Smoked Whole Turkey
Instructions
Prep
  1. Remove thawed turkey from the package, remove the neck and gizzards from the turkey
  2. Mix the brine and pour it over the turkey in a non-reactive container (Do not use any metallic containers)
  3. Brine turkey overnight or 24-48 hours depending on the salt level
  4. After it has brined a sufficient time, remove the turkey from the brine and rinse the brine off
  5. Place the turkey on a wire rack and pat dry. Optionally you can place the turkey uncovered in the refrigerator overnight to allow the skin to dry.
  6. Tuck the wings back for even cooking and browning
  7. Inject the breast, legs, thighs, and wings with Tony Chachere’s Creole Butter Injection (optional). Wipe off any excess injection.
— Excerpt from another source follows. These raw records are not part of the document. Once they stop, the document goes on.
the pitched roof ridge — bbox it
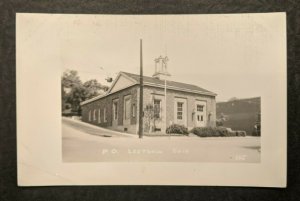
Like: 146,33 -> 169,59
121,71 -> 214,93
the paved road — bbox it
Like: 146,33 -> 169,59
62,118 -> 261,163
62,117 -> 135,138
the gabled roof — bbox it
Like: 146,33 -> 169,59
81,71 -> 216,106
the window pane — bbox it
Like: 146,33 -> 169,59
197,105 -> 204,112
177,102 -> 183,119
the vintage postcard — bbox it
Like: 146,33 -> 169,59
17,13 -> 286,187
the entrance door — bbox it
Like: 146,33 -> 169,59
195,100 -> 206,127
112,99 -> 119,128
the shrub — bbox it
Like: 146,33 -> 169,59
190,127 -> 219,137
190,127 -> 246,137
236,130 -> 247,136
166,124 -> 189,135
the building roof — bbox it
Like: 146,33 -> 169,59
121,71 -> 216,95
81,71 -> 216,106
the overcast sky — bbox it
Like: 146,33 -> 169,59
22,13 -> 285,102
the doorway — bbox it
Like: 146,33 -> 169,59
195,100 -> 206,127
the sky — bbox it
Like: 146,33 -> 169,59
22,13 -> 285,102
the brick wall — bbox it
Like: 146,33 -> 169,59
81,85 -> 138,128
143,86 -> 216,130
81,84 -> 216,133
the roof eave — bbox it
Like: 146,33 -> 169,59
143,82 -> 217,97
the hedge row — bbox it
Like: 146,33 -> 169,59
190,127 -> 246,137
166,124 -> 246,137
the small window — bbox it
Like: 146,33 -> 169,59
154,99 -> 161,118
201,115 -> 203,121
98,108 -> 101,123
103,108 -> 107,122
197,105 -> 204,112
177,102 -> 183,120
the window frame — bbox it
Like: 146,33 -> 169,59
98,108 -> 101,123
177,102 -> 183,120
132,103 -> 136,118
88,110 -> 92,121
124,96 -> 131,120
197,104 -> 204,112
103,107 -> 107,122
113,100 -> 118,120
93,109 -> 97,121
153,99 -> 161,119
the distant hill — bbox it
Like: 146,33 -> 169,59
216,97 -> 261,135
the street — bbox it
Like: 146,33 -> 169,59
62,118 -> 261,163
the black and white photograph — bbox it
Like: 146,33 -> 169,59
61,15 -> 262,163
17,13 -> 286,187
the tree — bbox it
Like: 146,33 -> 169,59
216,113 -> 227,127
61,83 -> 66,112
62,70 -> 110,115
143,104 -> 155,133
83,79 -> 108,100
62,70 -> 82,88
62,70 -> 84,114
143,103 -> 161,133
66,84 -> 86,113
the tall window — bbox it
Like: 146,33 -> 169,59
93,109 -> 96,121
132,103 -> 136,118
113,101 -> 118,120
98,108 -> 101,123
88,110 -> 91,121
177,102 -> 183,120
154,99 -> 161,118
124,98 -> 131,120
103,107 -> 107,122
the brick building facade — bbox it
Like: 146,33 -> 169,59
81,70 -> 217,135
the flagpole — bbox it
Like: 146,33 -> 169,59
138,39 -> 144,138
165,78 -> 168,136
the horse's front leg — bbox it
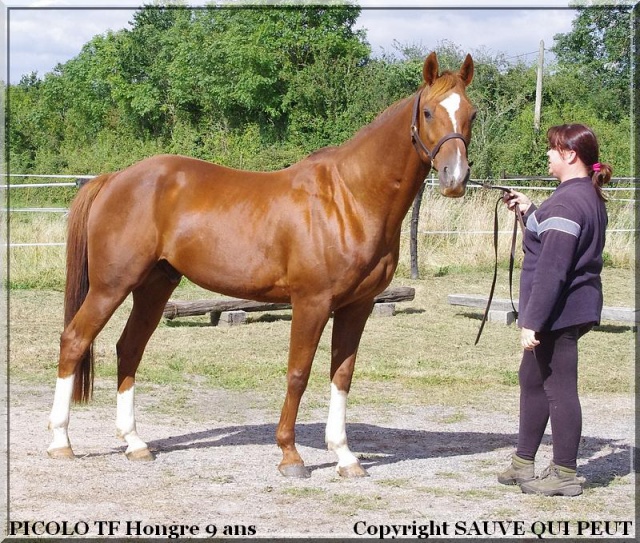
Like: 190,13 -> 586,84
326,298 -> 375,477
276,297 -> 331,478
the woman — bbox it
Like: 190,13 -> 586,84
498,123 -> 611,496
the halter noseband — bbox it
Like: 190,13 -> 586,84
410,91 -> 468,165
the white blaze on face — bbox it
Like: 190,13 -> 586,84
440,92 -> 461,131
439,92 -> 463,179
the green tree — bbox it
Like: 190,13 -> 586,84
182,6 -> 369,139
110,6 -> 194,137
6,4 -> 633,180
465,53 -> 539,177
7,74 -> 42,171
552,3 -> 632,120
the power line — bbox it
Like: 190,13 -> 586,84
503,47 -> 553,63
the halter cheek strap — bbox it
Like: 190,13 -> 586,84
410,92 -> 468,164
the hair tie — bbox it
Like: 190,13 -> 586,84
592,162 -> 602,172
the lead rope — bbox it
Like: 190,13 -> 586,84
468,182 -> 525,345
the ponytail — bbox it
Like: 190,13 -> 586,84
590,162 -> 612,202
547,124 -> 612,202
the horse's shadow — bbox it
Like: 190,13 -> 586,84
146,422 -> 633,487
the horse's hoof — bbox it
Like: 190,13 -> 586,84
278,463 -> 311,478
125,448 -> 155,461
47,447 -> 75,460
338,462 -> 369,478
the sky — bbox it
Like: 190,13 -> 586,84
4,1 -> 578,84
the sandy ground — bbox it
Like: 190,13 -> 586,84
5,379 -> 635,540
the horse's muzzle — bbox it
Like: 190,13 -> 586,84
439,167 -> 470,198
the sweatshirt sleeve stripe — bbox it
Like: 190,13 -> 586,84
527,212 -> 581,238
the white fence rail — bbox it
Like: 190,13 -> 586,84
6,174 -> 638,248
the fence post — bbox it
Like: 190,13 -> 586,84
410,181 -> 426,280
534,40 -> 544,132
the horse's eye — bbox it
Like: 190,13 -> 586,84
423,108 -> 433,121
470,110 -> 478,122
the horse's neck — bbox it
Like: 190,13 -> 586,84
337,97 -> 430,230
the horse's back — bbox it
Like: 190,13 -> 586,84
116,153 -> 275,190
84,154 -> 300,297
91,154 -> 285,216
82,151 -> 389,305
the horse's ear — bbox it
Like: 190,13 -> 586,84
423,52 -> 439,86
459,54 -> 474,86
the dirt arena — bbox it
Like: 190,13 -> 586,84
6,379 -> 634,540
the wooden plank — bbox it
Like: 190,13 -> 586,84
164,299 -> 291,319
448,294 -> 637,324
601,306 -> 639,324
371,286 -> 415,304
164,286 -> 415,320
447,294 -> 518,312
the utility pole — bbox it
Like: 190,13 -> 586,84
534,40 -> 544,132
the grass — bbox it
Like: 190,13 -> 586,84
7,186 -> 635,289
438,411 -> 467,424
330,492 -> 385,511
6,185 -> 635,412
8,266 -> 634,413
281,487 -> 326,498
376,478 -> 412,488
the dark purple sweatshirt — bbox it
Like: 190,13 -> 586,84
518,177 -> 607,332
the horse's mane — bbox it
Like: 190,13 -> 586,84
344,70 -> 462,145
307,146 -> 337,159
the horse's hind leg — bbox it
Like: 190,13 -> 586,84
326,298 -> 375,477
115,266 -> 179,461
48,287 -> 130,458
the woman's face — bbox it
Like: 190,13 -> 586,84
546,147 -> 571,179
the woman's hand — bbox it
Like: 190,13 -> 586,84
503,190 -> 532,215
521,328 -> 540,351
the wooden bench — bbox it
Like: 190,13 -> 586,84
163,286 -> 415,326
447,294 -> 638,325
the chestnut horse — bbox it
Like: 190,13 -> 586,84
48,52 -> 475,478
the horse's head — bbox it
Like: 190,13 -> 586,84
411,52 -> 476,198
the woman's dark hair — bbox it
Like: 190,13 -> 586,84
547,123 -> 612,201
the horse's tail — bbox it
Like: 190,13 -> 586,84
64,174 -> 111,404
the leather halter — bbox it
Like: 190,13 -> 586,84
410,91 -> 468,165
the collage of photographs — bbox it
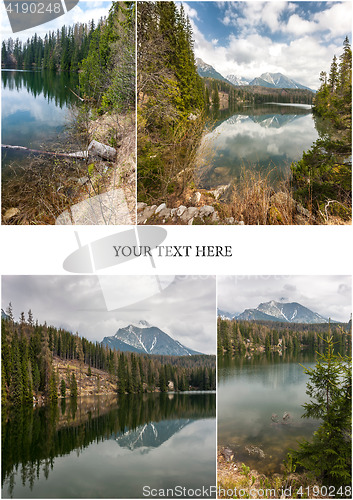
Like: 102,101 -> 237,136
0,1 -> 352,500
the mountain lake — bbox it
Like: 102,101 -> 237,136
197,102 -> 320,189
2,392 -> 216,498
1,69 -> 80,182
218,351 -> 320,475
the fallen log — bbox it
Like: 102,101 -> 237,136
87,140 -> 117,161
2,140 -> 117,161
2,144 -> 87,159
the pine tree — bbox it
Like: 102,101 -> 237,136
293,334 -> 351,486
70,372 -> 78,398
60,378 -> 66,397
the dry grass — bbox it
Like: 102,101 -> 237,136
218,448 -> 332,499
2,111 -> 136,225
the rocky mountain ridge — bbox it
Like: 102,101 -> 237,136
235,300 -> 331,323
196,58 -> 314,91
102,321 -> 201,356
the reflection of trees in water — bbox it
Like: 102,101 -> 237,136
218,350 -> 319,387
1,70 -> 79,109
1,393 -> 215,495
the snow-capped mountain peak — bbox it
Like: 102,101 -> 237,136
102,322 -> 201,356
237,300 -> 331,324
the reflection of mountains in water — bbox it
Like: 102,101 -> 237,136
2,392 -> 216,493
223,113 -> 305,129
213,105 -> 312,130
115,419 -> 192,451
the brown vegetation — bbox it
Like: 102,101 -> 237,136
218,448 -> 330,499
2,112 -> 136,225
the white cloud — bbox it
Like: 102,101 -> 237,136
218,276 -> 352,322
182,2 -> 199,20
0,1 -> 111,43
192,2 -> 349,89
1,275 -> 216,354
313,2 -> 352,37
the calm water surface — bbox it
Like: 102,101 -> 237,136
1,70 -> 79,179
198,103 -> 319,189
218,353 -> 319,474
2,392 -> 216,498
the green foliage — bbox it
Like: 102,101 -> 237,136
60,379 -> 66,397
217,317 -> 351,357
292,38 -> 352,220
80,1 -> 135,112
2,21 -> 96,71
292,334 -> 352,487
2,308 -> 216,404
137,1 -> 206,202
70,373 -> 78,398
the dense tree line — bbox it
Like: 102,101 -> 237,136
203,78 -> 314,109
217,317 -> 351,357
137,1 -> 206,202
79,1 -> 135,112
1,21 -> 97,71
2,392 -> 215,494
1,306 -> 215,407
1,1 -> 135,115
292,37 -> 352,221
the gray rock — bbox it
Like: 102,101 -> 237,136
210,211 -> 220,223
296,203 -> 311,218
181,207 -> 199,223
191,192 -> 201,205
222,447 -> 234,462
199,205 -> 215,217
176,205 -> 187,217
210,184 -> 230,200
155,203 -> 167,214
137,202 -> 147,211
170,208 -> 178,217
225,217 -> 235,225
138,205 -> 157,223
158,208 -> 171,219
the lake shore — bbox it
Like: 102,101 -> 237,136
217,448 -> 333,499
2,111 -> 136,225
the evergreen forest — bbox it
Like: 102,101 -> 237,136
1,307 -> 216,409
2,1 -> 136,225
217,317 -> 351,357
137,1 -> 205,202
292,37 -> 352,222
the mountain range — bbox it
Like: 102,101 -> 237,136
101,321 -> 201,356
196,58 -> 313,91
220,300 -> 332,324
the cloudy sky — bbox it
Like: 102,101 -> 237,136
183,1 -> 352,89
1,1 -> 112,42
218,275 -> 352,322
1,275 -> 216,354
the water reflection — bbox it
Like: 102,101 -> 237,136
2,393 -> 216,498
1,70 -> 80,177
218,353 -> 319,475
199,103 -> 319,189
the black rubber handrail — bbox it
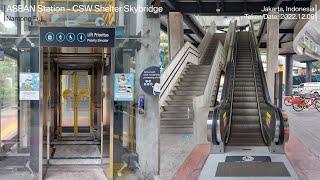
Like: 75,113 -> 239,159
249,21 -> 285,145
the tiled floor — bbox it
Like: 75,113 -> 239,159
160,134 -> 196,180
45,165 -> 108,180
172,104 -> 320,180
53,145 -> 100,158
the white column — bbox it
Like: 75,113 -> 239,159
168,12 -> 184,61
135,0 -> 160,178
266,11 -> 279,102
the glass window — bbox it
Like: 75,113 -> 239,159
0,0 -> 40,179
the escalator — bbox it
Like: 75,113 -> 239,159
211,29 -> 287,151
227,32 -> 265,146
203,22 -> 295,179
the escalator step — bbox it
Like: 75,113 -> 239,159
233,102 -> 257,109
232,115 -> 259,122
233,96 -> 256,102
233,109 -> 259,116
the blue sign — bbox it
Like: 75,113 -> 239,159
40,27 -> 115,47
114,74 -> 134,101
140,66 -> 161,95
0,51 -> 4,61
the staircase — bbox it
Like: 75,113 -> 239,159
160,65 -> 211,134
228,32 -> 265,146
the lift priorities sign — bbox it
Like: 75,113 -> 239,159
40,27 -> 115,47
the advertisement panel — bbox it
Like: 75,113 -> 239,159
19,73 -> 40,100
114,73 -> 134,101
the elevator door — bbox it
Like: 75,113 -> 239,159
60,70 -> 92,137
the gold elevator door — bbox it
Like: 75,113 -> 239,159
59,70 -> 92,137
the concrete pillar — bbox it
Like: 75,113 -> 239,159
266,11 -> 279,102
285,54 -> 293,96
168,12 -> 184,61
135,0 -> 160,178
306,61 -> 313,82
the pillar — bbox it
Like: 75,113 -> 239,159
285,54 -> 293,96
266,11 -> 279,102
306,61 -> 313,82
168,12 -> 184,61
135,0 -> 160,178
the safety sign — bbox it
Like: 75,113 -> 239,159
40,27 -> 115,47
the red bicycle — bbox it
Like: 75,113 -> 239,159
284,95 -> 294,106
292,96 -> 320,112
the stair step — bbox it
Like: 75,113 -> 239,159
182,74 -> 209,79
165,100 -> 192,105
168,95 -> 193,101
161,117 -> 190,121
175,86 -> 205,91
161,111 -> 190,118
162,105 -> 192,111
160,123 -> 193,127
179,77 -> 207,82
173,90 -> 203,96
160,127 -> 193,134
178,81 -> 207,86
232,115 -> 260,124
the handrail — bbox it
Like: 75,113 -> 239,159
249,20 -> 283,145
209,21 -> 237,146
198,22 -> 217,60
160,42 -> 200,106
248,31 -> 267,144
194,42 -> 225,106
225,30 -> 238,144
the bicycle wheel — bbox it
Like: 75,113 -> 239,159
314,100 -> 320,112
292,104 -> 303,111
284,99 -> 292,106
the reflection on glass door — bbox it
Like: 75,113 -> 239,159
60,71 -> 92,137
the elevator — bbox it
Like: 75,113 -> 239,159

  8. Season the turkey with your all-purpose rub.
Cooking
  1. Fill the hopper on your pellet grill with Cookinpellets Apple Mash Pellets.
  2. Set the smoker temperature to 350º F.
  3. Once the smoker is at the appropriate temperature add the turkey
  4. Every 45-60 minutes spray the turkey with cooking oil/duck fat or baste with melted butter. Also, rotate the turkey 180º for even cooking.
  5. If you notice the turkey getting too dark you can place a sheet of aluminum foil loosely over the turkey to protect it from browning further and getting too dark.
  6. Once the turkey reaches 165º F in the thickest part of the breast remove the turkey from the smoker, drape aluminum foil loosely over it, and let rest for 30 minutes.
  7. After the turkey has rested for 30 minutes, carve the turkey, eat, and enjoy!